Little Soul Vittles: My, My, My
From In Pastures Green by FW Boreham:
The most vital word in the twenty-third Psalm is the fourth. The Lord is MY Shepherd. I know a young mother. She was teaching a tiny toddler the twenty-third Psalm.
“Now say this after me,” she said. “The Lord is my Shepherd.” “The Lord is your Shepherd, ” the baby lips replied. “No, no! Not your Shepherd, but my Shepherd!” “That’s what I said, Mum; the Lord is your Shepherd.” And the poor young mother had to give it up for that night, feeling crestfallen and disappointed.

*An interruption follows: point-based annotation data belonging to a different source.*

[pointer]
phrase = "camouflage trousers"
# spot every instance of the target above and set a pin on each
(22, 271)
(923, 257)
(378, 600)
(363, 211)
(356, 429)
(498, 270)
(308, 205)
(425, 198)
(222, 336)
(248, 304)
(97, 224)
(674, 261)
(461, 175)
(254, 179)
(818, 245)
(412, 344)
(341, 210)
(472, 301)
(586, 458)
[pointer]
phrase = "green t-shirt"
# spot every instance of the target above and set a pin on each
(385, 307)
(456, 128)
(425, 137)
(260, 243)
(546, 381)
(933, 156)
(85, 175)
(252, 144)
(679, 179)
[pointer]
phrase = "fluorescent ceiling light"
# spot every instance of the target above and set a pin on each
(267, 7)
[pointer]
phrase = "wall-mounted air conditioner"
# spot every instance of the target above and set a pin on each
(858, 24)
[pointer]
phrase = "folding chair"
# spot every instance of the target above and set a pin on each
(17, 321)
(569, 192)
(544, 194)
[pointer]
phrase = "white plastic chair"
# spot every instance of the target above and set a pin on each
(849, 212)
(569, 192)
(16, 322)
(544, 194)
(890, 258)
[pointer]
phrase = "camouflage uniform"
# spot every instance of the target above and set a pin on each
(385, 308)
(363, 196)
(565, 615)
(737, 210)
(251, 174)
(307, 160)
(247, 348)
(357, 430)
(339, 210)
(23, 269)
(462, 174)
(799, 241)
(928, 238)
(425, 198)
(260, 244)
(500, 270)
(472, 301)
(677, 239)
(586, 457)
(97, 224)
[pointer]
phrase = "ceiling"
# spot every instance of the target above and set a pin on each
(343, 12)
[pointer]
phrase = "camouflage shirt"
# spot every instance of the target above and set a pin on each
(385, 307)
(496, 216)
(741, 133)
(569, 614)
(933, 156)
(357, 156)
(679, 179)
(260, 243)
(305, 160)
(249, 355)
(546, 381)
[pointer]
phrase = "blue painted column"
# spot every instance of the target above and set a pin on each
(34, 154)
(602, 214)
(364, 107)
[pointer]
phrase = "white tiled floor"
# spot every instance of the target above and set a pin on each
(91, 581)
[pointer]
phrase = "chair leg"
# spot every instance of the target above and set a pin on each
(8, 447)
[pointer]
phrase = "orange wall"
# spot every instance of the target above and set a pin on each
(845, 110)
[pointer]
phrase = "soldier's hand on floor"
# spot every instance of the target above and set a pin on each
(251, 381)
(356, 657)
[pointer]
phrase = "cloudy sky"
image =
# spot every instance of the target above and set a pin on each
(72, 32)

I knew a padre – the Rev. J. A. Gault, O.B.E. – who did a wonderful work in France during the First World War. It was his custom, when men were going into the firing-line, to get them to repeat with him the opening clause of the Shepherd Psalm, ticking it off on the fingers of their left hands. The little finger represented the word The, the next finger Lord, the middle finger Is, the index finger My, and the thumb Shepherd. He called it his Five-finger Exercise. Every man was asked to mark the palm of his hand with indelible pencil to remind him of the text, and special stress was laid on the index finger – my Shepherd – the finger that spoke of the personal appropriation of the shepherdly care. After the battle of Bullecourt, one of Mr. Gault’s young fellows was found, quite dead, grasping firmly with his right hand the index finger of his left.
“Don’t say your, say my! pleaded the puzzled mother. But the tiny tot did not understand.
But Mr. Gault’s young soldier understood. And, with an innumerable host of saints and heros and martyrs, he rejoiced that he had a place peculiarly his own in the heart of the Good Shepherd, and clung to that sweet faith in perfect serenity to the last. And so may you.